As the events of this past week unfolded, I realized that it was finally time to bare my soul and speak candidly of my membership in a hate group. I must confess I have been part of this group for most of my life and have been influenced by the words of the group’s leader.
Here is my story:
I started at quite a young age, even though I was unaware at the time of the decision that bound me to this group. I would place all of the blame on my parents if it were not for the fact that I had multiple opportunities throughout my life to reject the decision they made for me. To the contrary, at every opportunity provided I made the decision to further my commitment to the group and even went as far as swearing an oath of loyalty to its founder; I became a soldier for the cause.
To those on the outside, I was misunderstood and they sought to pull me away from the hold the group had on me. At different times in my life, and for varying durations of time, their efforts to separate me from my chosen path were successful. I was pulled free from the influences and beliefs that had bound me to the group for decades. The group’s founder and teachers could no longer find me to fill my head with their words; I was free to live my life without the complications of membership.
But, the pull was too strong to resist. From the outside looking in, I saw how my fellow members were enjoying their wanton ways and I wanted back in. I realized how large a void there was in my life since I was pulled free from the influences. To those who had pulled me free, I was considered a lost cause; all of their efforts wasted. They finally understood that the oath I swore was stronger than their efforts to free me, and they looked elsewhere for another victim of indoctrination to rescue.
In my defense however, I must tell you that from the inside, as a member, I never really understood that I was being taught to hate. As I understood the group’s teachings, I thought the path established by our founder was the correct way to lead my life and I questioned why the people on the outside could not see the validity of our position.
It was not until this week, when the news reported on how hateful we were that I even considered making this confession. I knew that people on the outside, for whatever their personal reasons, resented our beliefs. I always thought it was because they misunderstood our founder’s message. Today though, I understand just how wide the gap of understanding is; they consider the words I have spent decades learning to be hateful.
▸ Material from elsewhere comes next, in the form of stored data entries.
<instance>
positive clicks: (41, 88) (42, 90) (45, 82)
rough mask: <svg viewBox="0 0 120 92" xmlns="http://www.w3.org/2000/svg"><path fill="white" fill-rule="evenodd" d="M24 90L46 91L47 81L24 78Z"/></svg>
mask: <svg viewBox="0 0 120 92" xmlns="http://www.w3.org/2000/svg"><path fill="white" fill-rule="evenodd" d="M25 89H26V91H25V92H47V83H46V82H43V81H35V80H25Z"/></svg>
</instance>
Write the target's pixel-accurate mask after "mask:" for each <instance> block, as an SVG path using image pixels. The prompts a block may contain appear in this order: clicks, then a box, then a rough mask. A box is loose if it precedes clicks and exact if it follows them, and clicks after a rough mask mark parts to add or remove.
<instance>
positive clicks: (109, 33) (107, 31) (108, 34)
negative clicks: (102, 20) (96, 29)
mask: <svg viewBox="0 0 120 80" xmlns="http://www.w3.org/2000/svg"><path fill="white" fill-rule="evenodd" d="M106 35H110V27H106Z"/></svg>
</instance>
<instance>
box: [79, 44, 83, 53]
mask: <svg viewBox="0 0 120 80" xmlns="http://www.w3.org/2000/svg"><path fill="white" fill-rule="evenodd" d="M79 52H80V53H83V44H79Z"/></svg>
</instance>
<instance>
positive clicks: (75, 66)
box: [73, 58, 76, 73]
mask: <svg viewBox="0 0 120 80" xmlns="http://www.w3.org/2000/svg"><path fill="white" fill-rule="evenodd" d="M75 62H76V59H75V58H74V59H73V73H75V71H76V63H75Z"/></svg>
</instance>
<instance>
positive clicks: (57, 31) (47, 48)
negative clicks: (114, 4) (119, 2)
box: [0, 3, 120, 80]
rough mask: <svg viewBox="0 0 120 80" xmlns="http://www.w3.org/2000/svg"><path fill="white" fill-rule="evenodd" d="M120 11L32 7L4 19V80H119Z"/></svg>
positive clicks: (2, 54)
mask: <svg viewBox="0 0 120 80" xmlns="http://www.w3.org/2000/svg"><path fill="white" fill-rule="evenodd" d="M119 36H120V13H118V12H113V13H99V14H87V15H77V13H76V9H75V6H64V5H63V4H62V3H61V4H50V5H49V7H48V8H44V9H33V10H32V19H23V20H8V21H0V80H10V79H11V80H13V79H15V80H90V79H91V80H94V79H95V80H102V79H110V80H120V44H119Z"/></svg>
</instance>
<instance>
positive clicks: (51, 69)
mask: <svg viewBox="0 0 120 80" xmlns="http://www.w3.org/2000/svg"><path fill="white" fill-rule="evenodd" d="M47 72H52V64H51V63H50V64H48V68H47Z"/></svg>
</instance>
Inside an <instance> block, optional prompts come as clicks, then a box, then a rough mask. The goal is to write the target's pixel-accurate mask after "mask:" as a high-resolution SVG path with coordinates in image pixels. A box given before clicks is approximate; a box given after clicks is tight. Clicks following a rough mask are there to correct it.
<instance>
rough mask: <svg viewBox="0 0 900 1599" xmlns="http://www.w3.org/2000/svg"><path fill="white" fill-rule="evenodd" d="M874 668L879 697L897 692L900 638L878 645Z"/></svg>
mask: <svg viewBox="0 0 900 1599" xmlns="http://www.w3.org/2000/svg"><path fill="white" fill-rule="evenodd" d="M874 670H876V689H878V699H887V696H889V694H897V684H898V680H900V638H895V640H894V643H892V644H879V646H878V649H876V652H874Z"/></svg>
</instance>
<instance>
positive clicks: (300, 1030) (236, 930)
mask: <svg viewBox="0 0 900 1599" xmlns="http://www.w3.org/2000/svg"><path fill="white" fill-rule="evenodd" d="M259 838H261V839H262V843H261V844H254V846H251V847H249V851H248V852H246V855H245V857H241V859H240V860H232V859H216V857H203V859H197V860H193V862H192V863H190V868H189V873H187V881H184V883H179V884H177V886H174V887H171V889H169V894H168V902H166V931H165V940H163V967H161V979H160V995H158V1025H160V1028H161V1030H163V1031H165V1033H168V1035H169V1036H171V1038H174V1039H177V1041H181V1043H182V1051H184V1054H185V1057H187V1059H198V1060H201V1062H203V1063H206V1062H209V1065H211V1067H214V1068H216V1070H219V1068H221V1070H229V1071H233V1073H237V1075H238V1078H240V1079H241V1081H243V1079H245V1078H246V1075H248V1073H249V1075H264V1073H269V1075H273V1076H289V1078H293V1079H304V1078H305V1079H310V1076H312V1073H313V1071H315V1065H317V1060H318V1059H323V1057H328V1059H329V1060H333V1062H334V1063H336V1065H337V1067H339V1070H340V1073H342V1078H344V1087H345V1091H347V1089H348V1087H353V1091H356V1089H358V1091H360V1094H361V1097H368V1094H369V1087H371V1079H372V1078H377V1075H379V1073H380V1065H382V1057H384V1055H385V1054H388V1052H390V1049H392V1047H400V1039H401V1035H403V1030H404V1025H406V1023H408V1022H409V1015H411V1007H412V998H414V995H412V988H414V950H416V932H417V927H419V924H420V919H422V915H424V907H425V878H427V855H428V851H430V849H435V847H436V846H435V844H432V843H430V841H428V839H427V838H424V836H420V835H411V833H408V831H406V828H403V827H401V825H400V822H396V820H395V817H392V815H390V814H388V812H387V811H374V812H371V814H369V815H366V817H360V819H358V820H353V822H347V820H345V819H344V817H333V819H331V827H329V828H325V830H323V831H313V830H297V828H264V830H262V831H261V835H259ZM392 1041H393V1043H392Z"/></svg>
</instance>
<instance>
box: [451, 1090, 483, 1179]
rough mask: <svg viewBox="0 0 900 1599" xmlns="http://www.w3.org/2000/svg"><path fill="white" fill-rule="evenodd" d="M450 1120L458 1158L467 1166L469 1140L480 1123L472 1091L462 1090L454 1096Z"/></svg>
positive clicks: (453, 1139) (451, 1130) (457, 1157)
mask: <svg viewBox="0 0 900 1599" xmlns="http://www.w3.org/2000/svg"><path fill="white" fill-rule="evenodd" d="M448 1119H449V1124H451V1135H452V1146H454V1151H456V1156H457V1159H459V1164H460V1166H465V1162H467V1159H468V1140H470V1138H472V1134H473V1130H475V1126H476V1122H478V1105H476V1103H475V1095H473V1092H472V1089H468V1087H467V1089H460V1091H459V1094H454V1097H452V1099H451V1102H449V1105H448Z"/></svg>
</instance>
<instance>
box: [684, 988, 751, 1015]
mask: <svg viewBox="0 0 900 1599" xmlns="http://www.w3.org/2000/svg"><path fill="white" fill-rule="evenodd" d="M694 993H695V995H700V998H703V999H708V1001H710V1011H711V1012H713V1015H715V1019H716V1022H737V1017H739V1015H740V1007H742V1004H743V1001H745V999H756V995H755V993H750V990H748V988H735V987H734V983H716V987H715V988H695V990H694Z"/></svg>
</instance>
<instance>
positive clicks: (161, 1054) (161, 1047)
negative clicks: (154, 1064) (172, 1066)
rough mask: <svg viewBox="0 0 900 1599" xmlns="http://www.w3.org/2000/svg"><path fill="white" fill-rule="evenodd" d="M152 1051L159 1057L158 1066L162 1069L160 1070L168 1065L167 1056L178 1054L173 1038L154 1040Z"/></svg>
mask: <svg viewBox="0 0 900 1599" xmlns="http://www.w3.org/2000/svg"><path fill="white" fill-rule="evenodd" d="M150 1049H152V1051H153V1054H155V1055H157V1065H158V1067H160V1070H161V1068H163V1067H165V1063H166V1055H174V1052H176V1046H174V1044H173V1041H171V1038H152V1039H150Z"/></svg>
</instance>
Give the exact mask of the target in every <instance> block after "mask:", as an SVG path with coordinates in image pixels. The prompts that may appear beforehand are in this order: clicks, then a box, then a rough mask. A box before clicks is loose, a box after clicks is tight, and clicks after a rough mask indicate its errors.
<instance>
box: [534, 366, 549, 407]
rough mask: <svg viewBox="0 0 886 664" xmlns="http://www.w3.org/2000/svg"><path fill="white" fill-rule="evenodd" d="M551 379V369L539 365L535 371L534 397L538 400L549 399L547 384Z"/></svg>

They have labeled us a hate group for believing and following the words of our group’s founder. They did not actually single us out by name since our group is so large, but they labeled our thoughts and beliefs as hateful, and wished death and disease upon those who shared our views.
I watched and listened this week as the words of our group’s founder and his current teachers were labeled as hate speech. It was time for me to make a decision about my life. Would I remain a member of such an apparently vile group that followed such a hateful path, or would I join in the chorus of those who disagreed with us and escape again from the hold that the group had on me?
I have decided to stay in. The oath I made is too strong, and I believe the path I am following is correct; even though our ways have now been deemed as hateful by those who do not understand.
I am a Catholic, a Christian, and I have chosen to follow the words and path of Christ. I have chosen to remain in his group, and follow his words even if I have to live my life accused of being hateful for my decision. To us followers in this group, Marriage will always be between one man and one woman.
My confession is complete and I will go in peace.